The linked article shows that Europeans are only becoming poorer since 2018, so the last 5 years.

The reasons offered are demographics, valuing free time, the pandemic and the Ukraine war.

This hardly suggests that the problem is the pooling of wealth or that it is not sustainable long term.

NeverFade|2 years ago

Their economy was stagnating for at least a decade before 2018. They've gone from near-zero growth to negative. It doesn't matter what the reasons are, really. The pandemic hit everywhere, and their choice to "value free time" is the problem here. Turns out you can't sustain a high quality of life without enough people working hard to produce the products and services that create this high quality of life.

withinboredom|2 years ago

It depends on what you value, right? There are hard limits on the number of people any plot of land can handle and feed. Stagnation is probably a good thing. Always “doing more” isn’t always a good thing. It’s not a zero-sum game where there is some kind of competition.

NeverFade|2 years ago

Stagnation isn't "a good thing" when you're comparing to societies that are progressing. And it may be a zero sum game, when stagnating nations are drained of talent and brains, so this model is even less sustainable, as anyone who can do better leaves, and the rest are left to support those who don't do particularly well.

playday|2 years ago

Let’s assume what you’re saying was true: doing less is better. Well just mechanically, a “evil” society that does more will attract more labor and capital than one that doesn’t. Any area of competition except “goodness” will be won by the evil country, such as space races, weapons development, and new technologies. That means the society which chooses to do less will be culturally, technologically, and militarily at the whims of the evil society. So the power dynamic will definitionally belong to the doing more society at the expense of the doing less one, and in the final state the goal of goodness by doing less has failed. This is a contradiction disproving the assumption .

ClumsyPilot|2 years ago

> Economically, Europe has been stagnating

thats since 2008, when ECB and most of european governments have decided to go full Aysterity and cut all kinds of investments. Prior to this idiocy EU economy was actually larger than US economy.

These ecents are notbrelevant to the taxation model, which predates them by decades

NeverFade|2 years ago

The EU economy fell way below the US (after being roughly equal) because they were never able to compete in the new digital economy. All the big tech companies are American. You also have to ask yourself why the ECB and European governments had to cut spending.
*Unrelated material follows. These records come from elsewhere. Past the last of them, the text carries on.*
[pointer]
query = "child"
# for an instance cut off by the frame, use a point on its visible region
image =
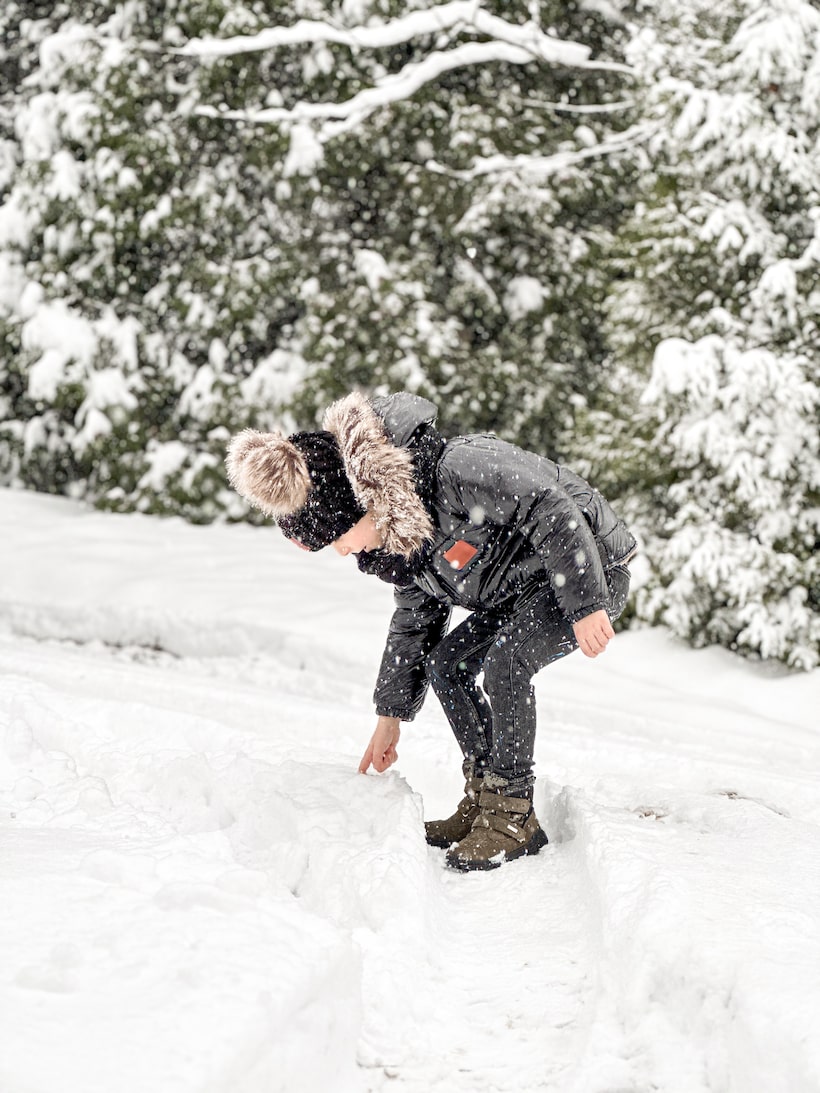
(530, 549)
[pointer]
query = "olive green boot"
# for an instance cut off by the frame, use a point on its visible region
(504, 829)
(449, 831)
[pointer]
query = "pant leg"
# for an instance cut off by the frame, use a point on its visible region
(535, 635)
(453, 668)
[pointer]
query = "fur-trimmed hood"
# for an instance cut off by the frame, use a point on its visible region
(273, 473)
(371, 437)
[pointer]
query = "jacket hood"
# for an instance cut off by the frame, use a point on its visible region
(372, 438)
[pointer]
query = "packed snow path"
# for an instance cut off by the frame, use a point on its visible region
(201, 894)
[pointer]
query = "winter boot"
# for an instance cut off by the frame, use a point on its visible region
(449, 831)
(504, 829)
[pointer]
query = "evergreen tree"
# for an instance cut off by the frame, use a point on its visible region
(718, 306)
(200, 232)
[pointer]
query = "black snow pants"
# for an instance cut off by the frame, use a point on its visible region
(495, 724)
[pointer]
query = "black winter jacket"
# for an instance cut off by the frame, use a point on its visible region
(504, 520)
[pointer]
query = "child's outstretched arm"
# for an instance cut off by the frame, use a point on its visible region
(593, 633)
(381, 751)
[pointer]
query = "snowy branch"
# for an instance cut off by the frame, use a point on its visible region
(542, 166)
(447, 16)
(514, 44)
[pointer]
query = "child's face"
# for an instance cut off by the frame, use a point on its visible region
(362, 536)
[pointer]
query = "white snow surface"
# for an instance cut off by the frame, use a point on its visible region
(200, 893)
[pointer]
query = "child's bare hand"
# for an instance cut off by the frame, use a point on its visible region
(593, 633)
(382, 749)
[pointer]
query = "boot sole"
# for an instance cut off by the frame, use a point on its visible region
(443, 844)
(466, 865)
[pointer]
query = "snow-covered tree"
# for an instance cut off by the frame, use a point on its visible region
(213, 213)
(718, 304)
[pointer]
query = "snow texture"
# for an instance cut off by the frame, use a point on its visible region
(201, 894)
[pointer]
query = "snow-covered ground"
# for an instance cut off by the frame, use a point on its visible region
(201, 895)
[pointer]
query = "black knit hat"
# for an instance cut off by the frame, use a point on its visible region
(300, 480)
(331, 507)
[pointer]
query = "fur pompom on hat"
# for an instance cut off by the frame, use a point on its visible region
(300, 480)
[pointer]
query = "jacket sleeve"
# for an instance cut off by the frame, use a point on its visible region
(493, 481)
(419, 623)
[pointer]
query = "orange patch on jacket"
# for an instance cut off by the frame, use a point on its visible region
(460, 553)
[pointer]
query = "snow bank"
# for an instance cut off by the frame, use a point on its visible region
(201, 895)
(150, 888)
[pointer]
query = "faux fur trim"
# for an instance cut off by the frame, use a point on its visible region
(269, 471)
(381, 473)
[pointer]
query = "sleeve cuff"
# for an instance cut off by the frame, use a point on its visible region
(403, 715)
(583, 612)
Perhaps because the levels before weren't sustainable? Perhaps because you can't just keep living beyond your means, as eventually you'll run out of other people's money?

miguelxt|2 years ago

What austerity? In Spain’s case, both debt to GDP and tax revenue to GDP ratios has been increasing since a decade ago. That’s the contrary of austerity.

mjhagen|2 years ago

> it doesn't seem to be working long term

Define "Long term", it's been working pretty well for over a century.